In some respects, Cuomo is to be lauded for bluntly taking on entrenched interests. He’s right that the power of the unions has produced a crazily expensive system long on bureaucracy and short on educational results. But his current blunt-force approach doesn’t account for the affections and anxieties of public-school parents. “It’s kind of like attitudes toward Congress,” an education insider says. “People hate the institution and think it’s broken — but they love their local congressman. There’s the same emotional attachment to individual teachers and local schools, even the ones that don’t work very well, so the governor’s attacks make people feel protective.” And Cuomo’s push to increase the role of testing hits an especially raw nerve with politically active middle-class parents.
Today’s poll numbers won’t help the governor achieve his agenda. But he still has some important numbers in his favor — budget numbers. Cuomo has given legislators a big incentive to pass most, if not all, of his plan: an increase in state education spending of $1.1 billion if his ideas are enacted, as opposed to a boost of $377 million if they are rejected (where Cuomo could show real political bravery is by directing the bulk of that money toward poorer school districts).

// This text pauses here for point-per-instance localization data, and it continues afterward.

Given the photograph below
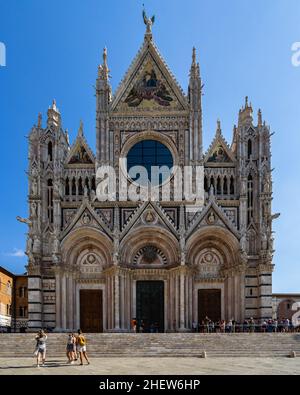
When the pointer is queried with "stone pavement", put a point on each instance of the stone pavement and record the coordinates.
(163, 366)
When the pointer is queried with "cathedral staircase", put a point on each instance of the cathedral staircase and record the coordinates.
(160, 345)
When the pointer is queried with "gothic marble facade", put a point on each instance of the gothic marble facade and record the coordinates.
(75, 242)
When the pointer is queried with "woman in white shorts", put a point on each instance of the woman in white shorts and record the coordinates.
(81, 347)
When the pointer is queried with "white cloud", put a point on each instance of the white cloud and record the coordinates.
(17, 253)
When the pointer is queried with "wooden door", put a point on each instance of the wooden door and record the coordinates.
(209, 304)
(91, 311)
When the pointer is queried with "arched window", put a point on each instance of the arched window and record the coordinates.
(205, 184)
(50, 200)
(87, 183)
(50, 151)
(225, 186)
(73, 186)
(67, 187)
(250, 198)
(249, 148)
(80, 187)
(150, 154)
(219, 186)
(94, 184)
(231, 187)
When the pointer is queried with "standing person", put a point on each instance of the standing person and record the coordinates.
(40, 348)
(81, 347)
(71, 348)
(133, 325)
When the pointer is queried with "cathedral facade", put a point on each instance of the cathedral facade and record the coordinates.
(97, 264)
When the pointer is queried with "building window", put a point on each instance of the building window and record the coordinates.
(148, 153)
(231, 185)
(8, 288)
(73, 186)
(50, 200)
(250, 198)
(225, 186)
(205, 184)
(67, 187)
(219, 186)
(80, 187)
(249, 148)
(22, 311)
(50, 151)
(22, 292)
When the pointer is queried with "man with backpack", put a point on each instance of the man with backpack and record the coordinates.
(81, 347)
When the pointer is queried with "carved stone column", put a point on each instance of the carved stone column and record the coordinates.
(117, 300)
(58, 299)
(64, 300)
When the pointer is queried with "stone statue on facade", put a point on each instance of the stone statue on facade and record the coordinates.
(33, 210)
(36, 245)
(34, 187)
(148, 22)
(29, 244)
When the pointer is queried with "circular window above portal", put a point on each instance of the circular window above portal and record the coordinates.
(155, 159)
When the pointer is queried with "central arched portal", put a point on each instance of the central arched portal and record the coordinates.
(91, 310)
(150, 306)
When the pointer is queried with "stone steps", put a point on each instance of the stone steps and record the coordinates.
(159, 345)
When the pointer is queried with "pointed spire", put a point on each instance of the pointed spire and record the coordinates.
(67, 137)
(259, 118)
(53, 115)
(234, 139)
(194, 57)
(103, 70)
(40, 120)
(219, 130)
(80, 130)
(195, 68)
(245, 114)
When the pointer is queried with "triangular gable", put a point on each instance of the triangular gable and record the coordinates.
(80, 153)
(86, 216)
(219, 151)
(149, 84)
(212, 214)
(149, 213)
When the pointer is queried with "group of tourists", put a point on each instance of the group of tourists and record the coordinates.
(142, 327)
(250, 325)
(76, 346)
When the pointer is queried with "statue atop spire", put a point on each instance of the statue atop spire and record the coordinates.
(80, 130)
(103, 70)
(148, 22)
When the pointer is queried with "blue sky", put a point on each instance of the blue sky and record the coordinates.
(54, 48)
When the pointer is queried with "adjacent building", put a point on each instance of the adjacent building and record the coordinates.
(13, 301)
(6, 298)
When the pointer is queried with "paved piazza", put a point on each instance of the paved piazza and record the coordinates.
(165, 366)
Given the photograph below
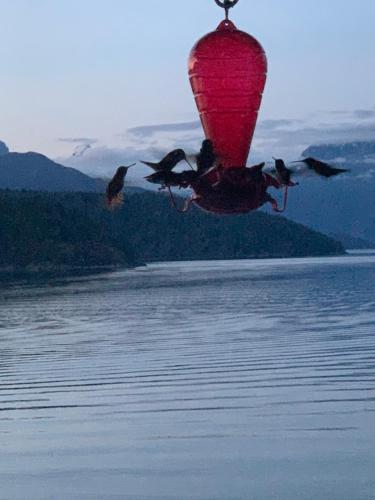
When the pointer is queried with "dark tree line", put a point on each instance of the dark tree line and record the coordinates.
(75, 229)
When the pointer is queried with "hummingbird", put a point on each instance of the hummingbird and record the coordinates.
(168, 163)
(114, 197)
(284, 174)
(206, 158)
(172, 179)
(322, 168)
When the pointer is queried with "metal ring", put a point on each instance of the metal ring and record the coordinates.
(226, 4)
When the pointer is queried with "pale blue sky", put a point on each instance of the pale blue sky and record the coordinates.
(95, 68)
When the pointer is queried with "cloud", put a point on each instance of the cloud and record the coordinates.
(285, 138)
(78, 140)
(149, 130)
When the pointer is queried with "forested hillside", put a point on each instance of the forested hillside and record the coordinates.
(74, 229)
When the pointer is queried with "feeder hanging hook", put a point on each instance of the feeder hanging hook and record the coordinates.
(226, 4)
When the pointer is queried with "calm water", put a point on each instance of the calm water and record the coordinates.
(211, 380)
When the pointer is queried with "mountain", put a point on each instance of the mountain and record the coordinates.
(345, 204)
(44, 230)
(34, 171)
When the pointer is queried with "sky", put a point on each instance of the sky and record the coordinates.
(95, 83)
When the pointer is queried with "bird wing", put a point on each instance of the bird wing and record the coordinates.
(154, 166)
(322, 168)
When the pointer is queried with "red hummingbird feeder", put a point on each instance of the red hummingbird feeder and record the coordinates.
(228, 71)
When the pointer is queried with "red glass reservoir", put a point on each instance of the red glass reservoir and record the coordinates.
(228, 71)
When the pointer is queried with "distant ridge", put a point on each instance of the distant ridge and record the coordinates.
(36, 172)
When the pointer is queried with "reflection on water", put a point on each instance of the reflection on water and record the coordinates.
(209, 380)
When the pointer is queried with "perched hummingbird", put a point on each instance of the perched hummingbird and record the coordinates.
(322, 168)
(206, 158)
(284, 174)
(168, 162)
(114, 197)
(172, 179)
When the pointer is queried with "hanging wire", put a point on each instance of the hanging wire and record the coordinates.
(226, 4)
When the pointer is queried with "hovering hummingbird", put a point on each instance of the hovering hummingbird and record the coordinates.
(168, 163)
(114, 197)
(206, 158)
(321, 168)
(284, 174)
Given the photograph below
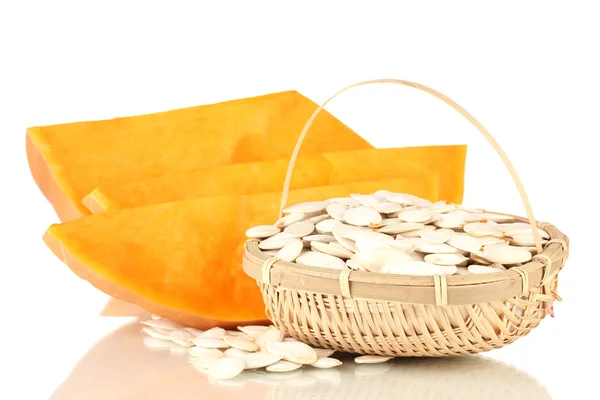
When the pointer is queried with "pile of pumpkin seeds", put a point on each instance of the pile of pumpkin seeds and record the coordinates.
(397, 233)
(224, 354)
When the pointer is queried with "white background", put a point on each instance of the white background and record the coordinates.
(527, 70)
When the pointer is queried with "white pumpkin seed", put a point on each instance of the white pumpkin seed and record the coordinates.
(371, 359)
(319, 238)
(497, 253)
(336, 211)
(450, 221)
(482, 269)
(387, 207)
(374, 259)
(236, 353)
(362, 216)
(283, 366)
(261, 359)
(203, 352)
(327, 225)
(210, 343)
(300, 229)
(213, 333)
(296, 352)
(445, 259)
(308, 207)
(419, 215)
(241, 343)
(401, 227)
(413, 268)
(275, 243)
(317, 259)
(182, 337)
(481, 228)
(289, 219)
(226, 368)
(437, 236)
(342, 253)
(321, 353)
(367, 200)
(326, 362)
(290, 251)
(157, 333)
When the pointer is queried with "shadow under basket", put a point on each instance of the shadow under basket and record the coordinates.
(403, 315)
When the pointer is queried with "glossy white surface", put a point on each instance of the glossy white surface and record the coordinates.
(120, 366)
(527, 70)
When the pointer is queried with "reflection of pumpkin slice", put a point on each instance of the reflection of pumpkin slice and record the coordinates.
(69, 160)
(182, 260)
(268, 176)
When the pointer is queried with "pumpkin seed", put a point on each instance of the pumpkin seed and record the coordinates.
(307, 207)
(374, 259)
(317, 259)
(336, 211)
(445, 259)
(226, 368)
(497, 253)
(413, 268)
(261, 359)
(437, 236)
(289, 219)
(401, 227)
(296, 352)
(371, 359)
(342, 253)
(283, 366)
(290, 251)
(482, 269)
(419, 215)
(367, 200)
(362, 216)
(213, 333)
(300, 229)
(387, 208)
(241, 343)
(262, 231)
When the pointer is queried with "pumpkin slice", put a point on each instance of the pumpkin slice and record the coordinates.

There could also be (apologies for the pun) a political silver lining to the recent flurry of corruption headlines: The unions lost a huge ally when Shelly Silver was ousted from the speakership, and his replacement, Carl Heastie, is an unknown quantity when the deal-making comes down to three men in a room. Cuomo and Heastie just announced an ethics-reform agreement that seems to give the governor most of what he wanted (whether the State Senate Republicans get onboard is another question). But we’ll probably need to keep waiting, until the April 1 state budget deadline, to see whether anyone can deliver the common sense things — like more early intervention literary programs and better training for teachers — that the state’s schoolkids really need.